Unfortunately, creative children like Zach are becoming a rarity. For decades, the Torrance test has measured kids’ creativity in 50 countries. Since 1990, scores have been declining every year.
“There has been a sharp decrease in children’s ability to produce unique and unusual ideas,” says Kyung Hee Kim, professor of educational psychology at the College of William and Mary, who has analyzed 55 years of Torrance tests.
“Children are less intellectually curious and becoming less emotionally and verbally expressive.”
Schools take part of the blame for stressing rote learning over creative thinking, as do parents for allowing kids to stay too long in front of the screen.
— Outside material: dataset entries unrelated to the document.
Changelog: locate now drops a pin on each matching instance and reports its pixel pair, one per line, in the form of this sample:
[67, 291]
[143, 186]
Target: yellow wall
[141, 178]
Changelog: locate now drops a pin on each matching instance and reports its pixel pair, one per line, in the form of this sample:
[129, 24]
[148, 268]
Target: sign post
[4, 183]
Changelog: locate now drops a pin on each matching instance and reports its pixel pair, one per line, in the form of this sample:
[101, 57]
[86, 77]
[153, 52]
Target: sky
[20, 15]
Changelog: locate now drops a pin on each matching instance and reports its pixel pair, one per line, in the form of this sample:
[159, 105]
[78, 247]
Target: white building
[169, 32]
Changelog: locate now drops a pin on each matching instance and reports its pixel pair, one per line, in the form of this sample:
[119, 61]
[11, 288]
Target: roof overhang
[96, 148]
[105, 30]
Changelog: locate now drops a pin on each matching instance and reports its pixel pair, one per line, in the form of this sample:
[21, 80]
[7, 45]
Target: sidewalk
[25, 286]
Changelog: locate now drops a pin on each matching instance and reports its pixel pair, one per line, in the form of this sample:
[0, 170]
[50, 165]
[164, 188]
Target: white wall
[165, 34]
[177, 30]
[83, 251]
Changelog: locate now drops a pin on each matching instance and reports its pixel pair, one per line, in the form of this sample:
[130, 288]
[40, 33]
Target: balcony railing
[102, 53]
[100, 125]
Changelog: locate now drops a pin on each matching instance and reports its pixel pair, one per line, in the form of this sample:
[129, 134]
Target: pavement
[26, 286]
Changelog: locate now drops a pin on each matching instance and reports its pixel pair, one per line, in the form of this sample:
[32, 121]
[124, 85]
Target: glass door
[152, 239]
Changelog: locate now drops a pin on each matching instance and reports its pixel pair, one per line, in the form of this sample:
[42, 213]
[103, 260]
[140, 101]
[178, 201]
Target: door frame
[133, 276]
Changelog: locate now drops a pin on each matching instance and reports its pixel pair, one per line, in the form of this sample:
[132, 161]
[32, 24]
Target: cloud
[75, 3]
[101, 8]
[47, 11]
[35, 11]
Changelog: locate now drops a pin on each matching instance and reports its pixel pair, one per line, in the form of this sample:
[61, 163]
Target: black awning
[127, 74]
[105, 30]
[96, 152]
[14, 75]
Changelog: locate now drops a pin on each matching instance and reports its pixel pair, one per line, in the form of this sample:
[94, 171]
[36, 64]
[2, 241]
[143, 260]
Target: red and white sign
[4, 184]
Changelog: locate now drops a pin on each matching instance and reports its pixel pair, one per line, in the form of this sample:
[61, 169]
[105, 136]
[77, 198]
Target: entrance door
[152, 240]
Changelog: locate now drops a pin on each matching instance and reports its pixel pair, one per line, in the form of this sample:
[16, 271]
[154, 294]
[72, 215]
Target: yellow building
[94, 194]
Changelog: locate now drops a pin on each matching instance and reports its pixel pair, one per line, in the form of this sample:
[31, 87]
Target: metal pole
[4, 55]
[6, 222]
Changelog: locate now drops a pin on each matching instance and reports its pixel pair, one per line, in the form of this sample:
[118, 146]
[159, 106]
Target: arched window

“Children watch TV and play video games, which encourage limited thinking,” says Dale Grubb, professor of psychology at Baldwin-Wallace College. “This trend can lead to a dangerous innovation vacuum.”
Today’s passive children may be a harbinger of a global crisis. A recent study over 50 years shows that Torrance test results are the best prediction for accomplishment in adulthood.
For his part, Zach is already working on his next innovation: a cellphone app that blocks calls when the user is driving. Given that 28 per cent of U.S. highway accidents last year were caused by drivers using phones, Zach stands to become a successful and wealthy man.